Note that even with SegWit active on the network, non-SegWit transactions still have meallable txids (i.e. they remain unchanged).

Malleability with the Schnorr algorithm

The motivation of BIP 340 states that:

Non-malleability: The SUF-CMA security of Schnorr signatures implies that they are non-malleable. On the other hand, ECDSA signatures are inherently malleable[1]; a third party without access to the secret key can alter an existing valid signature for a given public key and message into another signature that is valid for the same key and message. This issue is discussed in BIP62 and BIP146.


  1. Are "low S" and "even S" equivalent?

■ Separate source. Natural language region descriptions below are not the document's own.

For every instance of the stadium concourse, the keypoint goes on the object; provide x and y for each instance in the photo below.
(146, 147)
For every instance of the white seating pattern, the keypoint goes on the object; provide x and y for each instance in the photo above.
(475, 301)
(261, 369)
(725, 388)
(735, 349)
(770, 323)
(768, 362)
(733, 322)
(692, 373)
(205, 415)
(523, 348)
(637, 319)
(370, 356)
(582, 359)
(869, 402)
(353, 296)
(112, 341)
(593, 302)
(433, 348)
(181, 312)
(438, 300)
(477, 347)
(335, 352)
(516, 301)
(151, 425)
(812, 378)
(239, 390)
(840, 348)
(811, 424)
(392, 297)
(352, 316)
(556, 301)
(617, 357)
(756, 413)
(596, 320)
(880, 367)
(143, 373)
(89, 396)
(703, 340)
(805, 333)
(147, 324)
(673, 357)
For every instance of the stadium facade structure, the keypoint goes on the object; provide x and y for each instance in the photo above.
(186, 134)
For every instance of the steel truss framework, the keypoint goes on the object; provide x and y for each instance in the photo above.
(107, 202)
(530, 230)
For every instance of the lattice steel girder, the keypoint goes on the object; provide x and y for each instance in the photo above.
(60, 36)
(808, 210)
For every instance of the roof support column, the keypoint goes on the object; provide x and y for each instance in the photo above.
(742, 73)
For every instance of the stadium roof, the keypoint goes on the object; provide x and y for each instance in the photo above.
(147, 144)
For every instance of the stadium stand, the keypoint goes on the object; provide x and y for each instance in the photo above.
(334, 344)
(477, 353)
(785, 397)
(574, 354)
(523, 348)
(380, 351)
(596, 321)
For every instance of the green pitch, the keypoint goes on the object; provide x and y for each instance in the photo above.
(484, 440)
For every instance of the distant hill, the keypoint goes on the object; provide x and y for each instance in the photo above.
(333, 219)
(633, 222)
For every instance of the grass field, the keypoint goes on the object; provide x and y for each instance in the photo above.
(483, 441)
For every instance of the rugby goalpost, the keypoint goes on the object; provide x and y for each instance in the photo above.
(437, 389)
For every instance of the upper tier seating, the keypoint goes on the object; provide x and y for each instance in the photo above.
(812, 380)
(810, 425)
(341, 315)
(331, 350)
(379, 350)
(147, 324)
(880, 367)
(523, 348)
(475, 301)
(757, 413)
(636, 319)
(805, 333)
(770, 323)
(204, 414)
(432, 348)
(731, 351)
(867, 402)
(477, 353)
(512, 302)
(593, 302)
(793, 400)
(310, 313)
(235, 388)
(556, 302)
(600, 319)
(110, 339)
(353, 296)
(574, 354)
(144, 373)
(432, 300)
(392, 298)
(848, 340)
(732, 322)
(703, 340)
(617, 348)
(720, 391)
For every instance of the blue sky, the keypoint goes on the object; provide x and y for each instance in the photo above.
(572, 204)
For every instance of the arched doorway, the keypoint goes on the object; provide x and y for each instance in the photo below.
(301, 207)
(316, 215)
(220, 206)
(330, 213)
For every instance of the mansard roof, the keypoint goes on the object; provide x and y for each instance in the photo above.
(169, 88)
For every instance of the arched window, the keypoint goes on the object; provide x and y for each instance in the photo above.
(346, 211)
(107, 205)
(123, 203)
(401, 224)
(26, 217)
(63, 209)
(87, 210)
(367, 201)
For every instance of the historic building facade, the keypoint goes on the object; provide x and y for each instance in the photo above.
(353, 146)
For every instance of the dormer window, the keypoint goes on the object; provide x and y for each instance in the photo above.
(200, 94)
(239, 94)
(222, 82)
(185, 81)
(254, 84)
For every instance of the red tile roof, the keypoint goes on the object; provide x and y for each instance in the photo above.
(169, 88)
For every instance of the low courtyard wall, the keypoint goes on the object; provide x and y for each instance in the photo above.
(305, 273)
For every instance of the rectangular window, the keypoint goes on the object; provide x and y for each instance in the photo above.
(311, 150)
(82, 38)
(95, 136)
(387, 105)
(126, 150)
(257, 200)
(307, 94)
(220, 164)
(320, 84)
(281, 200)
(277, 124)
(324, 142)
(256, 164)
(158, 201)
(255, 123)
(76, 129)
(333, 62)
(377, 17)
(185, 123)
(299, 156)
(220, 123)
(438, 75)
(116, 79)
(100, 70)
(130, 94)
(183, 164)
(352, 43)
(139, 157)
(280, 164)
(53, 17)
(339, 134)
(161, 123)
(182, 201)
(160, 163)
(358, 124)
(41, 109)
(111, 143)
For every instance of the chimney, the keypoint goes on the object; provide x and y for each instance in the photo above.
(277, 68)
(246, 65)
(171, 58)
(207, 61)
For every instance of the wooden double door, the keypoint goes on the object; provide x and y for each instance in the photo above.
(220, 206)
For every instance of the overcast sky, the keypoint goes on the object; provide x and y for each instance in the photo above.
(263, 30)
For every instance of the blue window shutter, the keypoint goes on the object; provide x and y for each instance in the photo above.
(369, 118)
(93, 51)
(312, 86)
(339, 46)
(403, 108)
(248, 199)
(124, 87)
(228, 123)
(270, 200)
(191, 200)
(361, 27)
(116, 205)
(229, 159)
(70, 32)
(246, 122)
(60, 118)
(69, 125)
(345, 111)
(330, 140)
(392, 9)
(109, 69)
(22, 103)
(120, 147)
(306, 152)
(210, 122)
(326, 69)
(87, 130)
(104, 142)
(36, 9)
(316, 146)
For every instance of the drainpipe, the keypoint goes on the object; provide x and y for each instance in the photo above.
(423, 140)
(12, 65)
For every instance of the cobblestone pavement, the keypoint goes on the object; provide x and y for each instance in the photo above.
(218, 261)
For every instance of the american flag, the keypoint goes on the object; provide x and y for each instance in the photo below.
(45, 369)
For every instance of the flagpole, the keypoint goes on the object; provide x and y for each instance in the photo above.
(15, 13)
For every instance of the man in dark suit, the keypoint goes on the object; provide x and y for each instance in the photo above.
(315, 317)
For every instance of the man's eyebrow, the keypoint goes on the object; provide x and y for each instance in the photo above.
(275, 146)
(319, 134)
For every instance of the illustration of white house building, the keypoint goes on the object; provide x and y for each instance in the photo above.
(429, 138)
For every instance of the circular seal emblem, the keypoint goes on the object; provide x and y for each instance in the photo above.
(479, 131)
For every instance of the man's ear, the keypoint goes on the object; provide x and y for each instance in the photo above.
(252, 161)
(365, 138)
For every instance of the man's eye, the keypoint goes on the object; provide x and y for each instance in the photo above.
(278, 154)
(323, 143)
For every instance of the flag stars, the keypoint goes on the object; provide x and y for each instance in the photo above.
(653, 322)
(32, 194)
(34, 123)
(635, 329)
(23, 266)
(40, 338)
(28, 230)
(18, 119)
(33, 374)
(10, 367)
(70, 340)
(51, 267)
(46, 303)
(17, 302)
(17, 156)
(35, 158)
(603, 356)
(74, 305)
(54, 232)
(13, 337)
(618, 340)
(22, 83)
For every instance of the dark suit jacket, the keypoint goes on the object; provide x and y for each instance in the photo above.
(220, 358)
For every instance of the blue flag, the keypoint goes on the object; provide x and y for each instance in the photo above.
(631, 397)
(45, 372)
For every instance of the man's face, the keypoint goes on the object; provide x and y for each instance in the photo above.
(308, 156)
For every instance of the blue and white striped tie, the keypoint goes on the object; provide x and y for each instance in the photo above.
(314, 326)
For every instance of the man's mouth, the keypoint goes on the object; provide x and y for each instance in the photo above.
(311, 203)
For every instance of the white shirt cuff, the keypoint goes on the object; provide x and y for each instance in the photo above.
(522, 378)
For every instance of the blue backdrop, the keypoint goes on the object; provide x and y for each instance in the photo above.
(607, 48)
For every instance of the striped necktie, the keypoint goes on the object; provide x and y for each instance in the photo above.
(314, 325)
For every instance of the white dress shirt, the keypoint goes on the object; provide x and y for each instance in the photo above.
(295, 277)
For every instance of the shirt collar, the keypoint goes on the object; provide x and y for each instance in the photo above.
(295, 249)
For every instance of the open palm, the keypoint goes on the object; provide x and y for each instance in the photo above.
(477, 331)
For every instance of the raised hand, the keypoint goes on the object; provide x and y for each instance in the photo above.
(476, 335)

    In Jonas Nick’s blog post Reducing Bitcoin Transaction Sizes with x-only Pubkeys he describes how "x only" pubkeys is planned for the Schnorr scheme. Based on this post, and the definition of LOW_S in BIP 146:

    We require that the \$S\$ value inside ECDSA signatures is at most the curve order divided by 2 (essentially restricting this value to its lower half range). Every signature passed to OP_CHECKSIG, OP_CHECKSIGVERIFY, OP_CHECKMULTISIG, or OP_CHECKMULTISIGVERIFY, to which ECDSA verification is applied, MUST use a \$S\$ value between \$tt"0x1"\$ and \$tt"0x7FFFFFFF FFFFFFFF FFFFFFFF FFFFFFFF 5D576E73 57A4501D DFE92F46 681B20A0"\$ (inclusive) with strict DER encoding (see BIP66).

    If a signature passing to ECDSA verification does not pass the Low S value check and is not an empty byte array, the entire script evaluates to false immediately.

    A high \$S\$ value in signature could be trivially replaced by \$S' = tt"0xFFFFFFFF FFFFFFFF FFFFFFFF FFFFFFFE BAAEDCE6 AF48A03B BFD25E8C D0364141" - S\$.

Additional sources

  • Eklitske has a good post on Bitcoin Transaction Malleability from 2017.

  • On the Malleability of Bitcoin Transactions by Marcin Andrychowicz, Stefan Dziembowski⋆, Daniel Malinowski† and Łukasz Mazurek offers good technical insight into the issues.

1. If (r,s) is a valid ECDSA signature for a given message and key, then (r,n-s) is also valid for the same message and key. If ECDSA is restricted to only permit one of the two variants (as Bitcoin does through a policy rule on the network), it can be proven non-malleable under stronger than usual assumptions.